Bayesian optimal experimental design provides a principled framework for selecting experimental settings that maximize obtained information. In this work, we focus on estimating the expected information gain in the setting where the differential entropy of the likelihood is either independent of the design or can be evaluated explicitly. This reduces the problem to maximum entropy estimation, alleviating several challenges inherent in expected information gain computation. Our study is motivated by large-scale inference problems, such as inverse problems, where the computational cost is dominated by expensive likelihood evaluations. We propose a computational approach in which the evidence density is approximated by a Monte Carlo or quasi-Monte Carlo surrogate, while the differential entropy is evaluated using standard methods without additional likelihood evaluations. We prove that this strategy achieves convergence rates that are comparable to, or better than, state-of-the-art methods for full expected information gain estimation, particularly when the cost of entropy evaluation is negligible. Moreover, our approach relies only on mild smoothness of the forward map and avoids stronger technical assumptions required in earlier work. We also present numerical experiments, which confirm our theoretical findings.

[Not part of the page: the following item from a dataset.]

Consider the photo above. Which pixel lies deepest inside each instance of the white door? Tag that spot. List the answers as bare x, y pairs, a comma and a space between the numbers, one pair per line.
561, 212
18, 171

翻译：贝叶斯最优实验设计为选择能最大化获取信息的实验设置提供了原则性框架。本研究聚焦于在似然函数的微分熵与设计无关或可显式计算的情形下，估计期望信息增益。这将问题简化为最大熵估计，缓解了期望信息增益计算中固有的若干挑战。我们的研究受到大规模推断问题（如反问题）的推动，这类问题的计算成本主要来自昂贵的似然函数求值。我们提出一种计算方法：通过蒙特卡洛或拟蒙特卡洛代理近似证据密度，同时使用标准方法计算微分熵而无需额外的似然函数求值。我们证明该策略能达到与最先进的完整期望信息增益估计方法相当或更优的收敛速率，尤其在熵计算成本可忽略时。此外，我们的方法仅需前向映射满足温和光滑性条件，避免了早期工作中所需的更强技术假设。数值实验也验证了我们的理论结果。